En ese mismo momento decidí encapsularme en mi burbuja como un pez en su pecera y no atender al mundo más de lo estrictamente necesario.
En nuestros días una acción como esa por parte de un profesor hacia un alumno sería impensable e incluso podría costarle la libertad, pero en la década de los 70 era un hecho habitual que los profesores «corrigieran» a los alumnos con golpes de regla, bofetadas, capones y toda clase de humillaciones.
Estos desprecios vejatorios iban calando hondo, echando raíces en mi personalidad, moldeándome como a una escultura de arcilla fracturada por el excesivo calor de un horno defectuoso.

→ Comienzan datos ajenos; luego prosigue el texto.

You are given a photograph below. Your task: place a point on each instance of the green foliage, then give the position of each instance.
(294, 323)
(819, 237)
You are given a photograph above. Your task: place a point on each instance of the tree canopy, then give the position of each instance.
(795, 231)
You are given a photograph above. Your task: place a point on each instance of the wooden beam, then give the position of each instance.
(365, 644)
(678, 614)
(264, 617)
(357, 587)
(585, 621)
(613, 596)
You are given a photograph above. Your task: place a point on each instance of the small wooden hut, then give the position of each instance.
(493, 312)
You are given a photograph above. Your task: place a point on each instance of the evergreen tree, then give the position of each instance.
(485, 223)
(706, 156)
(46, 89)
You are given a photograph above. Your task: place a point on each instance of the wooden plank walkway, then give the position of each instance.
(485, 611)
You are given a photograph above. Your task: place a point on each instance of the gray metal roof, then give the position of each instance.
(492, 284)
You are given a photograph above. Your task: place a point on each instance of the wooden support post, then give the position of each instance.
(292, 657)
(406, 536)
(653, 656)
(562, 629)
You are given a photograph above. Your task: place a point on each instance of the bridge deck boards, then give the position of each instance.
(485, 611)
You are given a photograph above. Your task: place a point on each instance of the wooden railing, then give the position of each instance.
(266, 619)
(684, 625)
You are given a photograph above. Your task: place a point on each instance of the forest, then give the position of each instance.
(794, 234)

Tan solo me sentía protegida mientras cuidaba de mis hermanos. Sufría por ellos, estaba siempre atenta y pendiente de ellos como si fueran mis propios hijos. Mis padres se olvidaron en parte de mi infancia. No los culpo por ello porque sé que sus errores fueron producto de su excesiva juventud e inconsciencia, aunque reconozco que no puedo olvidar esos recuerdos que pesan sobre mi cabeza, en los que me reclamaban incluso el día de Reyes, al descubrir de madrugada que no estaba dormida, y aprovechaban para que les ayudara a colocar cuidadosamente los juguetes de todos mis hermanos, que dormían.

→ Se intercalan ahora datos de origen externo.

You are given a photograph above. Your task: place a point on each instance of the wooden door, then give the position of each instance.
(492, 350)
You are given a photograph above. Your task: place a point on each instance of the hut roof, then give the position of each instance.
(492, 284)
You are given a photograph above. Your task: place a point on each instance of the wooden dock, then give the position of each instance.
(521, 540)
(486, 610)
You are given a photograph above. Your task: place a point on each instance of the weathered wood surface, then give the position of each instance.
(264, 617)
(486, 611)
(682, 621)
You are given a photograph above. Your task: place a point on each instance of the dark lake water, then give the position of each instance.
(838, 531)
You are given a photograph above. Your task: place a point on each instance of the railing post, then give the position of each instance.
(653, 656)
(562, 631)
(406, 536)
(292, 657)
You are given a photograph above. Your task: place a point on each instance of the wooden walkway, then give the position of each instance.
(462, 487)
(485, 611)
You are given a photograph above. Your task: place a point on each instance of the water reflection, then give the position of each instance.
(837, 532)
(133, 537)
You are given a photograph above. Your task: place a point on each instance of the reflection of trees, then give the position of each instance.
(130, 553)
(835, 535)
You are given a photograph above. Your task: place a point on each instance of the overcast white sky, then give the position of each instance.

Me empeño en ignorar toda reminiscencia de mi doloroso pasado. Cuando algún demonio llama a mi memoria para recordármelo pruebo a cerrar los ojos, respirar hondo durante un momento y evocar el olor salino del mar o de la frescura de la yerba recién cortada para alejar a los fantasmas. Esos espectros no se marchan y esperan pacientes cualquier tropiezo para volver a intentar adentrarse en mi mente, desenmascarando todos esos recuerdos desagradables que me vuelven a dejar al descubierto, desnuda y sin protección ante un mundo que me mira, me observa y me da miedo. Salgo corriendo con la esperanza de escapar de ellos y vuelvo a concentrarme en un campo llano y verde plagado de amapolas rojas, con un precioso sol de fondo, pero que se nubla de repente, dejando hueco a ese espíritu que me muestra la imagen de cómo una noche de Reyes, con siete u ocho años escasos, me afanaba por apilar ordenadamente los juguetes de cada uno de mis hermanos en bloque. Disfrutaba y me hacía feliz cooperar en dicha tarea junto con mis padres. Cuando terminaba los contemplaba como a una obra de arte. En una de esas noches de Reyes, fantástica y maravillosa para otros niños, para mi padre no fue suficiente el negarme la magia y el misterio de la infancia, sino que además se atrevió a comentarle a mi madre: «Mírala, embobada mirando los juguetes de sus hermanos. Los está contando, a ver quién tiene más». Aquella crítica me quebró el alma literalmente. Fueron puñaladas intencionadas y envenenadas que me esforcé en perdonar, pero que nunca podré olvidar. Me pasé el resto de la noche llorando, acurrucada en mi cama, y lo guardo en lo más profundo de mi corazón como uno más de la pila de golpes no físicos recibidos por parte de mi padre. Todos regalados, todos llorados, todos perdonados, pero no olvidados ni contados hasta ahora.
Así transcurrió mi niñez, atendiendo a mis hermanos y ayudando a mi madre en las tareas de casa mientras se iba edificando alrededor de mi cuerpo una coraza bien cimentada, indestructible e impenetrable al dolor y al sufrimiento.